07 November 2007

Moose Toys' poor response, poor attitude

In my previous post about Moose Toys’ lame response to deadly toxic beads being swallowed by children, the media writer for The Australian, Amanda Meade, kindly pointed out the company issued a release.

For sure it did, then “hid” it in the “kids” section of its web site, which probably explains why it wasn’t picked up by the media until 24 hours-plus after the hospitalisation of three children. I went to the kids section (http://www.mooseworld.com.au/content/kids2/Home.aspx) and I still couldn’t find it. You’d think it would be under the corporate section, at least.

Apart from hiding the release, some of the language isn’t too encouraging.

Quote: “made this decision in the best interests of the brand and the children who love playing with it”.

I didn’t know you could play with a brand. But “in the best interests of the brand”. They really have their priorities wrong. This type of stuff is amazing in this day and age of supposed corporate responsibility.

In the second paragraph they’re also indirectly blaming children for playing with it incorrectly. Cripes, it’s what kids do … put things in their mouths. But to shift blame on to children (customers).
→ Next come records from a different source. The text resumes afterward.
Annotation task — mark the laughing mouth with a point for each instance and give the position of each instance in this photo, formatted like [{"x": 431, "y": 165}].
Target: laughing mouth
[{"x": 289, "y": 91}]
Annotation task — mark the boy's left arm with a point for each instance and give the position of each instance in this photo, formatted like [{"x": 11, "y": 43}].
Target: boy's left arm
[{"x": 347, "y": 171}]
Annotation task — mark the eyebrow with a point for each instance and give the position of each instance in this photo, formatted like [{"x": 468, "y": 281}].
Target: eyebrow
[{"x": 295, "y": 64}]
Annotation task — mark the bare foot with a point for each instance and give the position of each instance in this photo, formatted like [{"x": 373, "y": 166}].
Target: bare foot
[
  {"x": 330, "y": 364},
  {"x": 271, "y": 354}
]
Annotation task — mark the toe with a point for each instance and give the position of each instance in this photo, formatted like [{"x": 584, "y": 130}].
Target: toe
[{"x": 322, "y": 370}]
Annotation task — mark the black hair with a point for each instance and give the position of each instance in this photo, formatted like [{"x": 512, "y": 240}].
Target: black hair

Then it goes on to say Moose voluntarily recalled the product. So if no one found out and didn’t make them recall it, then they wouldn’t have.

I see the statement is issued by a marketing person, which is why you need communicators to handle things like this.

This company has seriously abrogated its responsibility. It’s reputation is tarnished.

I’ll be teaching this as a case study in how not to do PR for a long time.